Ahora, Filmin estrena el documental Sylvia Plath: Dentro de la campana de cristal, una cinta en la que su directora, Theresa Griffiths, reúne testimonios de varias personas cercanas a la escritora, como familiares , amigos y compañeros del colegio, que no solo desvelan aspectos íntimos de la vida y de la personalidad de Plath, sino que también ayudan a comprender el contexto social tan difícil para las mujeres que querían salirse del guion establecido.

Con un ritmo ágil y ameno, Griffiths, quien cuenta en su trayectoria con otros biopics de artistas como Leonora Carrington, Egon Schiele o Lee Miller, explora la vida de una de las autoras más admiradas del siglo XX, que sufrió depresión durante gran parte de su vida y para quien ser mujer se convirtió en una cárcel de la que no podía escapar para dejar de ser sumisa, tal y como ella escribió en sus diarios.
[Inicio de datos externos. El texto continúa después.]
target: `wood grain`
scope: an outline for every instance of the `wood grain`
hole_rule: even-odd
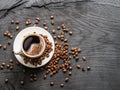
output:
[[[14,1],[14,2],[13,2]],[[25,20],[36,17],[41,18],[39,26],[46,21],[49,24],[50,15],[55,16],[54,28],[65,22],[68,28],[74,32],[69,38],[71,46],[82,48],[82,55],[87,55],[87,63],[82,60],[77,63],[73,60],[74,70],[70,81],[65,84],[63,90],[120,90],[120,4],[118,0],[102,2],[96,0],[77,1],[70,0],[8,0],[0,1],[0,43],[7,44],[10,40],[4,37],[3,33],[7,29],[13,34],[14,38],[18,32],[15,25],[11,26],[12,18],[19,19],[20,28],[25,28]],[[116,2],[116,3],[115,3]],[[14,38],[10,40],[14,41]],[[9,59],[16,59],[11,53],[12,45],[7,46],[7,50],[0,49],[0,62],[8,63]],[[90,65],[92,70],[82,72],[76,69],[76,64],[81,63]],[[22,73],[26,69],[26,74]],[[29,82],[29,73],[35,72],[38,80]],[[60,83],[64,83],[66,74],[59,72],[54,77],[43,79],[45,70],[29,69],[22,65],[14,66],[14,70],[0,70],[0,90],[62,90]],[[5,84],[4,79],[8,77],[9,83]],[[63,78],[64,77],[64,78]],[[25,80],[25,85],[19,84],[20,80]],[[50,87],[49,82],[54,81],[55,85]]]

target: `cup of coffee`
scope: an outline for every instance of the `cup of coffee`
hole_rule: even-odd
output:
[[[24,36],[21,51],[16,54],[23,54],[29,58],[40,57],[45,50],[45,40],[39,34],[29,34]]]

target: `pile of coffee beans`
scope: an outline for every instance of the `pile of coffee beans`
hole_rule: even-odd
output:
[[[55,74],[59,73],[59,71],[62,71],[62,73],[67,74],[67,77],[63,77],[64,81],[59,84],[59,87],[63,88],[65,87],[64,84],[70,81],[70,76],[72,76],[72,70],[74,70],[72,66],[73,60],[76,62],[76,69],[81,70],[83,72],[85,71],[90,71],[91,67],[89,65],[82,65],[79,63],[79,60],[83,61],[83,63],[87,63],[87,56],[83,55],[82,58],[79,57],[79,54],[81,53],[82,49],[80,47],[71,47],[69,43],[69,39],[66,38],[67,35],[70,37],[74,34],[72,31],[68,29],[68,27],[62,23],[61,25],[59,24],[56,28],[52,28],[50,30],[49,26],[51,25],[52,27],[55,27],[56,25],[54,16],[50,16],[50,22],[47,24],[46,22],[43,22],[43,28],[47,31],[49,31],[55,41],[55,52],[53,54],[52,59],[50,62],[45,66],[40,69],[45,70],[45,74],[43,75],[43,79],[46,80],[48,76],[53,77]],[[37,26],[40,23],[40,18],[36,18],[34,21],[31,20],[30,18],[25,21],[25,25],[34,25]],[[11,24],[15,24],[16,28],[15,30],[20,30],[19,26],[20,21],[18,19],[16,20],[11,20]],[[59,33],[58,33],[59,32]],[[10,39],[13,38],[12,34],[9,31],[4,32],[4,36],[9,37]],[[42,35],[43,36],[43,35]],[[52,43],[48,40],[47,36],[43,36],[46,42],[46,49],[43,53],[43,55],[40,58],[36,58],[34,60],[24,57],[24,62],[25,63],[31,63],[35,66],[40,65],[42,60],[44,60],[46,57],[49,57],[50,52],[52,51]],[[8,41],[8,45],[11,45],[11,41]],[[3,47],[4,50],[6,50],[7,46],[0,44],[0,48]],[[14,51],[12,51],[14,53]],[[18,61],[16,61],[16,65],[20,65]],[[12,70],[14,68],[14,63],[13,60],[10,59],[9,63],[6,64],[5,62],[1,63],[1,70],[3,70],[5,67],[7,69]],[[26,73],[26,70],[23,69],[23,73]],[[36,81],[37,80],[37,74],[36,73],[30,73],[29,75],[29,80],[30,82]],[[9,79],[5,78],[5,83],[8,83]],[[20,84],[24,85],[24,80],[20,80]],[[50,82],[50,86],[55,86],[55,81]]]
[[[47,36],[45,36],[45,35],[41,35],[41,36],[44,38],[45,43],[46,43],[45,51],[43,52],[43,54],[40,57],[34,58],[34,59],[31,59],[31,58],[25,56],[24,54],[22,54],[21,56],[23,57],[25,64],[30,63],[32,65],[37,66],[37,65],[41,64],[42,60],[49,57],[50,52],[53,50],[52,43],[48,40]]]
Para Sylvia Plath, escribir fue todo un acto de rebeldía en un momento en el que el sueño americano de la posguerra se convirtió para ella en "una prisión y no un paraíso"

Plath, recordada por sus compañeros de colegio como "la más lista de clase", quería ser escritora desde pequeña. Cuando ella apenas tenía ocho años, quedó traumatizada por la muerte temprana de su padre. Más tarde, tuvo la oportunidad de participar en la redacción de una revista en Nueva York y acudió deslumbrada a vivir la experiencia en la ciudad de los rascacielos. Sin embargo, en los años 50, Estados Unidos era un país conservador en el que los hombres se dedicaban a ganar el dinero y las mujeres a engendrar a los niños, por lo que aquel se convirtió en un momento difícil para quienes pensaban que podían hacer algo más en la vida, como era el caso de Plath.

Para Sylvia Plath, escribir fue todo un acto de rebeldía en un momento en el que el sueño americano de la posguerra se convirtió para ella en "una prisión y no un paraíso". Su hija, Frida Hughes, fruto de su matrimonio con el también escritor y poeta Ted Hughes, cuenta en este documental que cuando leyó su novela prefería pensar que no estaba basada en la propia experiencia de su madre. "Cuando leí la novela, no quería que fuera real. Deseaba que todo ese sufrimiento fuera ficción", señala su hija y recoge Vozpópuli.

Sylvia Plath y su inestabilidad emocional

Sylvia Plath era una rara avis, una mujer ambiciosa que quería tener experiencias, ser periodista, escritora y académica. Sin embargo, pronto le cortaron las alas y le dijeron cómo vestir o adónde ir, según refleja este documental. Tal y como señala uno de las voces de esta cinta, la poeta empezó a sentir que la acorralaban en el trabajo literario de una mujer: que era escribir sobre moda. Se dio cuenta de que no iba a conocer a Dylan Thomas o a Tennessee Williams, y de que no trabaja en el New Yorker. El "abismo" entre sus expectativas y la realidad provocó una crisis de la que nunca se recuperó.

Dentro de la campana de cristal refleja el interior de Sylvia Plath. Firmada bajo el seudónimo de Victoria Lucas, este texto ha sido clasificado como una novela en clave –roman à clef–, ya que la escritora plasmó su propia inestabilidad emocional y su descenso a lo más oscuro de la depresión. En sus páginas, Plath relató sus luchas internas durante el verano de 1953 en Nueva York a través de su alter ego, Esther Greenwood, una poeta que intenta suicidarse.